Tsvangirai and his Movement for Democratic Change accuse the Zimbabwe Election Commission of rigging the election for Mugabe’s Zanu PF party. On Wednesday, they were at the Electoral Court to force the commission to produce all election materials.
Lewis Uriri, the lawyer for Tsvangirai, told reporters that the court reserved judgment.
“Clearly time is of essence here,” he said. “We need access to those materials to demonstrate beyond doubt that the election was not properly conducted, to demonstrate the will of the people was not reflected in that election. There must be a reason why they do not want to produce those materials. That reason is that there are definitely, definitely, definitely, ghosts in those sealed materials that they do not want us access.”
MDC leader Morgan Tsvangirai speaks at the burial of an activist in Harare, Aug. 14, 2013.
The election commission declared that Mugabe defeated Tsvangirai, 61 to 34 percent in the July 31 polls, which Tsvangirai is challenging. He wants the election commission to produce all election material before the Constitutional Court hears the challenge of Mugabe’s re-election on Saturday.
Since his re-election, Zimbabwe’s stock market has been on a downward fall.
Christopher Mugaga, an economist who heads Econometer Global Capital in Harare, says the stock market will only recover if Mugabe comes clear on the “indigenization” policy that was part of his election campaign. Indigenization refers to Zimbabwe’s policy of seizing the majority stake of foreign owed companies.
“The indigenization policy itself does not have a fund which is in existence,” Mugaga pointed out. “There has been speculation on how they are going to fund or finance the 51 percent stake the government is taking from foreign companies. There is need for Mugabe to see to it that his indigenization policy does not appear as a vendetta or a slogan. It has to be a policy which should accommodate foreign interests, as you know most capital intensive industries will not accept in any way such a policy.”
This week, Mugabe told delegates honoring the country’s heroes of independence that the “indigenization” policy has not affected this southern African country as critics say.
“Zimbabwe’s economy remains one of the most stable economies in the region for now,” said Mugabe. “It is government’s expectation that indigenous mining experts will take advantage of these opportunities to pursue various empowerment enterprises for our people in line with our indigenization and empowerment policy. Ladies and Gentlemen, comrades and friends, the empowerment agenda remains central to government’s priorities,” he said.

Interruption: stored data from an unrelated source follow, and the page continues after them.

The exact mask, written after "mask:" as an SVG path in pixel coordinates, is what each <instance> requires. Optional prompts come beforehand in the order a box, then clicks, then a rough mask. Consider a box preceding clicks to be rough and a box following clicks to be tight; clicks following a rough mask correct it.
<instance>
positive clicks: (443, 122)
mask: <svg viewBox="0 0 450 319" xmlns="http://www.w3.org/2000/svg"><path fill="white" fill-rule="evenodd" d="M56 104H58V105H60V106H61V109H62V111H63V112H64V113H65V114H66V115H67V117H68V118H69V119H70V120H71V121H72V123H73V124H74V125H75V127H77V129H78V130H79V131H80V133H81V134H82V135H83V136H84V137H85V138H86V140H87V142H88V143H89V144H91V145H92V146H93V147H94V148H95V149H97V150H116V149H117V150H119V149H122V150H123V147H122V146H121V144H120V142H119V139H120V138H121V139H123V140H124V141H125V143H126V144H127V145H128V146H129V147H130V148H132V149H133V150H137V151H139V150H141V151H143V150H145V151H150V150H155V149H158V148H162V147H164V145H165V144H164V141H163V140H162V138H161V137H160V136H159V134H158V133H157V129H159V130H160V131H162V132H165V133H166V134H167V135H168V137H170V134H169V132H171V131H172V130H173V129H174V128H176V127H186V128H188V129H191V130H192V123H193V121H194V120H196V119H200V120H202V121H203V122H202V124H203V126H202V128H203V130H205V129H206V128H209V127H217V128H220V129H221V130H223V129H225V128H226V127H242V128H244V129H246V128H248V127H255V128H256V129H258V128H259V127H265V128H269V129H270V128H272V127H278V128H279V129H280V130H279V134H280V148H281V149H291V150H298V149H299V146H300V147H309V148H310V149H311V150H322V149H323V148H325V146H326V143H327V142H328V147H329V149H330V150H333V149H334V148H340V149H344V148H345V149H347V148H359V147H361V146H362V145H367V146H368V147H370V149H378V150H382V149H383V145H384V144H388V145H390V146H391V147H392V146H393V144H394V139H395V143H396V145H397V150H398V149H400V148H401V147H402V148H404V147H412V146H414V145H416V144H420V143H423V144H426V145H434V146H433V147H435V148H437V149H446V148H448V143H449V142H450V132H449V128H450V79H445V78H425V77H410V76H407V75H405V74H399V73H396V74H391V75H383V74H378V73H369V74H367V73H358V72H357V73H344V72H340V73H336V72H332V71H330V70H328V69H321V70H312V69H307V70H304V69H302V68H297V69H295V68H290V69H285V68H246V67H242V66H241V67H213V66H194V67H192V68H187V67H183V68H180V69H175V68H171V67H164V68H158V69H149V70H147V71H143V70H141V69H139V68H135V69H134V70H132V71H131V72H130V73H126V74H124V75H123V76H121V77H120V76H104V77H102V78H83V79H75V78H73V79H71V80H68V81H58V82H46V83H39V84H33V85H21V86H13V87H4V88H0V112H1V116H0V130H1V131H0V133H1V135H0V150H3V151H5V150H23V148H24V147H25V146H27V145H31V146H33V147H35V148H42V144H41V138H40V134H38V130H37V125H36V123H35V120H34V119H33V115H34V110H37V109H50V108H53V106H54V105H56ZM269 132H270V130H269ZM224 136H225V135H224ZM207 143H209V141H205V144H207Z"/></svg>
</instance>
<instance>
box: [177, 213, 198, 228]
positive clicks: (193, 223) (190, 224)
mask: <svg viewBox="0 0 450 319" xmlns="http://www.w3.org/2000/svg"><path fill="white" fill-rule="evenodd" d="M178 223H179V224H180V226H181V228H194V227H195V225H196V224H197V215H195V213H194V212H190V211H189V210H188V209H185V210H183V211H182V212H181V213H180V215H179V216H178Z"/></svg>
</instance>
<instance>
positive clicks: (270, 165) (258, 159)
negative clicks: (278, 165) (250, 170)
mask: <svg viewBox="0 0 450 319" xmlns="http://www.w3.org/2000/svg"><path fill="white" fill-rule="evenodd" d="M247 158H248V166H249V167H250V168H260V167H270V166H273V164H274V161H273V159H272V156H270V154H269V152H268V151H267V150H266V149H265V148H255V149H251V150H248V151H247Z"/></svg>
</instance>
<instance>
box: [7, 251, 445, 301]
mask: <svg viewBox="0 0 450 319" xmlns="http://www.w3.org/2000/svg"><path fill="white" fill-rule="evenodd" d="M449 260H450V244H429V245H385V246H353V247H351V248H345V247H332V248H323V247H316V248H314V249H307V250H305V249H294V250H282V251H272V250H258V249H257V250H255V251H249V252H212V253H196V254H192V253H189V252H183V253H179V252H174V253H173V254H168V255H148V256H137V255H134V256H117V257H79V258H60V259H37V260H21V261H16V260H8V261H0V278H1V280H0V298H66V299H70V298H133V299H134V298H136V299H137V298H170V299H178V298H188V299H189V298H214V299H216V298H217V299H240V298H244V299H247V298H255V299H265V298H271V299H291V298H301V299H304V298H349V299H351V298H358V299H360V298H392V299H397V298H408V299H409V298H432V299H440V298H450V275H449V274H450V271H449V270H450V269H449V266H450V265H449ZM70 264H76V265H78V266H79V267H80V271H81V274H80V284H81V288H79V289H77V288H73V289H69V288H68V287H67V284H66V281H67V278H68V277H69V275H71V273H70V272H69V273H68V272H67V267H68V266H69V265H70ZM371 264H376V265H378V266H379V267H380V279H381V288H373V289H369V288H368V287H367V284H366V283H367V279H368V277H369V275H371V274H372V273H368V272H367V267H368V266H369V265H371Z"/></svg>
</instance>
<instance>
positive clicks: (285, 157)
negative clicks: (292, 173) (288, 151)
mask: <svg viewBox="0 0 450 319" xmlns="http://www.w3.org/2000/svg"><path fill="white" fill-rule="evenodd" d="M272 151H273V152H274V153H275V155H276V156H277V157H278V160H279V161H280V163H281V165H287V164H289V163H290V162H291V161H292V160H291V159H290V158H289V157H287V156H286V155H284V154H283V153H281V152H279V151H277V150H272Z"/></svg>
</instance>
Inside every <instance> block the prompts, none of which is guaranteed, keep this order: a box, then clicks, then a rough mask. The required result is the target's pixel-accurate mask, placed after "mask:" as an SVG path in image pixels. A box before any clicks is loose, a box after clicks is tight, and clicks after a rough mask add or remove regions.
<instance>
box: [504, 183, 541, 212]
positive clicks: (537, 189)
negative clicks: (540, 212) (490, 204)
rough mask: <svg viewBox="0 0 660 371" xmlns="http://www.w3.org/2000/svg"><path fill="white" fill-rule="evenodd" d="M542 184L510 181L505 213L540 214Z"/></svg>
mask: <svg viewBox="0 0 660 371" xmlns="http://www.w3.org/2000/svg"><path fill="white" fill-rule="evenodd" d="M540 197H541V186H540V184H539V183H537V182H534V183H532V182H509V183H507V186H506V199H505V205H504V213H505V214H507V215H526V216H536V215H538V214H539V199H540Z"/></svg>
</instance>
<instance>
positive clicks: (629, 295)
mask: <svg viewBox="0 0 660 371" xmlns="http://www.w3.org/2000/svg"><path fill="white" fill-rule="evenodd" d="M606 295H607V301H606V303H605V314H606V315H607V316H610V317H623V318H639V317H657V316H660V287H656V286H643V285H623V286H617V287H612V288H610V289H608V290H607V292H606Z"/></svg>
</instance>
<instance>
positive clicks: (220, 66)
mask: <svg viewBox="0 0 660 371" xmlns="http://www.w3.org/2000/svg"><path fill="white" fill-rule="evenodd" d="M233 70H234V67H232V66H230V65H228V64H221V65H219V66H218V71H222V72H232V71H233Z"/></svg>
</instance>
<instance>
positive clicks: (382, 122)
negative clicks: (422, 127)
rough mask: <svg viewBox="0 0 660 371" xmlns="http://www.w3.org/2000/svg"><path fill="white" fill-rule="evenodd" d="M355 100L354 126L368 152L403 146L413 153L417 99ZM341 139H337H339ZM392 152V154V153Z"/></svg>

The election manifesto of Mugabe’s Zanu PF party was “Taking Back The Economy: Indigenize, Empower, Develop and Create Employment.’’ So far, investors seem to be at odds with that, as they are selling off their shares.
Zimbabwe’s Constitutional Court has until August 23 to decide the election dispute. A nullification would mean new polls would be called in 60 days. If the case is dismissed, Mugabe will be sworn in within 48 hours.
Zimbabwe’s election is set to dominate a meeting of Southern African leaders in Malawi.
In 2008, African leaders refused to recognize an election in which Mugabe claimed victory over Tsvangirai. They forced the two to form a fragile power-sharing government that ended with the July 31 elections.
The polls were Tsvangirai’s third attempt to defeat Mugabe, Zimbabwe’s ruler since 1980.